The formula had its dangers. Charges of elitism and of extravagance were inevitable. The grandeur of the arrangements jarred on some palates. The romantic title of Provost, which Harry chose for his post, was discarded after he left. But few people who went to Ditchley in Harry’s time came away other than grateful and admiring.
It must have been hard going for both of them. An average of 2 conferences a month meant over 700 guests a year to be persuaded to come, welcomed and kept in touch with afterwards. There was a gruelling visit to North America each year, to raise funds through the sister-foundation American Ditchley and to keep contact with alumni and other supporters. Relations with the governing Council was not always easy. But the magic of Ditchley is now part of our national life; and much of the credit for that belongs to Harry and to Margaret.
Harry’s final achievement was his twenty years as Editor and later Consultant Editor of the Annual Register, that indispensable reference book and record of world events.

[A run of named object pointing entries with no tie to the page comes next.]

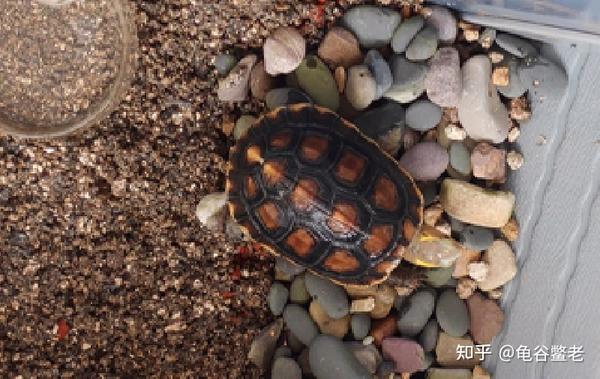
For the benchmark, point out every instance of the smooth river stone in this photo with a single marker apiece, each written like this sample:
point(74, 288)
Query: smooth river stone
point(372, 25)
point(425, 161)
point(330, 358)
point(407, 30)
point(480, 110)
point(474, 205)
point(409, 80)
point(444, 79)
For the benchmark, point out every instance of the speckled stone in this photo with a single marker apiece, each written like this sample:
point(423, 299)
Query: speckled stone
point(372, 25)
point(407, 30)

He retired only in 1993, at the age of 87.
The Register has been published every year since it was started by Edmund Burke in 1758. Harry enlarged and modernised it, adding an editorial and sections on arms control, the environment, technology and sport, as well as economic statistics. For several years he followed Burke’s example in writing a substantial part of the work himself.
In looking back over such an eventful life, we are left with two question marks. The first is whether Harry’s many and varied achievements were merely an instance of the British establishment looking after its own. The question is a natural one, given the distinction of many of Harry’s friends. But it is easily answered. In the fields where Harry worked, the right connections may sometimes help to place you in a job. They cannot keep you there or make you a success.

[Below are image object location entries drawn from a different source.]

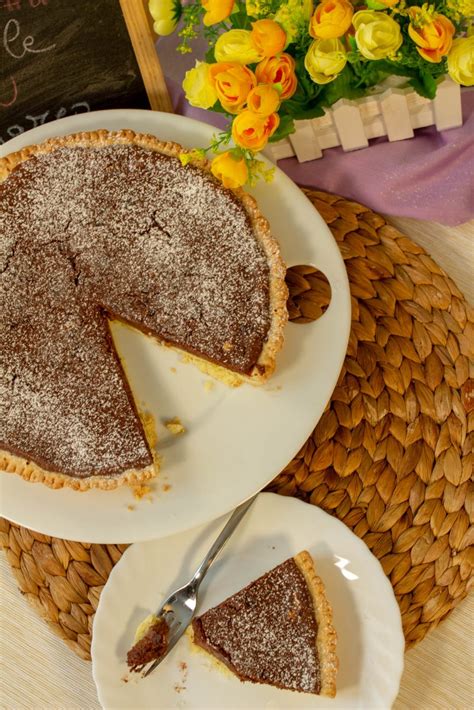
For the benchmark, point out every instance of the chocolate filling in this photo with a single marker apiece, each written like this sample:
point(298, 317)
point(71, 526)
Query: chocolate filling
point(266, 633)
point(149, 648)
point(114, 232)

Another part of the answer to this charge lies in the more difficult second question. Why did a man who achieved so much, in so many fields, never receive official recognition? My own tentative answer to that question is that in two respects, Harry did not fit into the categories with which British public life is familiar. Temperamentally, he was a scholar who led mainly a life of action; pure scholars thought him a worldling, men of the world thought him too academic. He also upset our notions of political category: he was too radical for conservative tastes and too conservative for radicals. Such men are rare, and to my mind particularly valuable. It is our system which is at fault.
But such questions are for biographers, not memorialists. We meet today to honour the life of a man of great talent and great charm; and to give thanks for the privilege of his friendship. He will be greatly missed.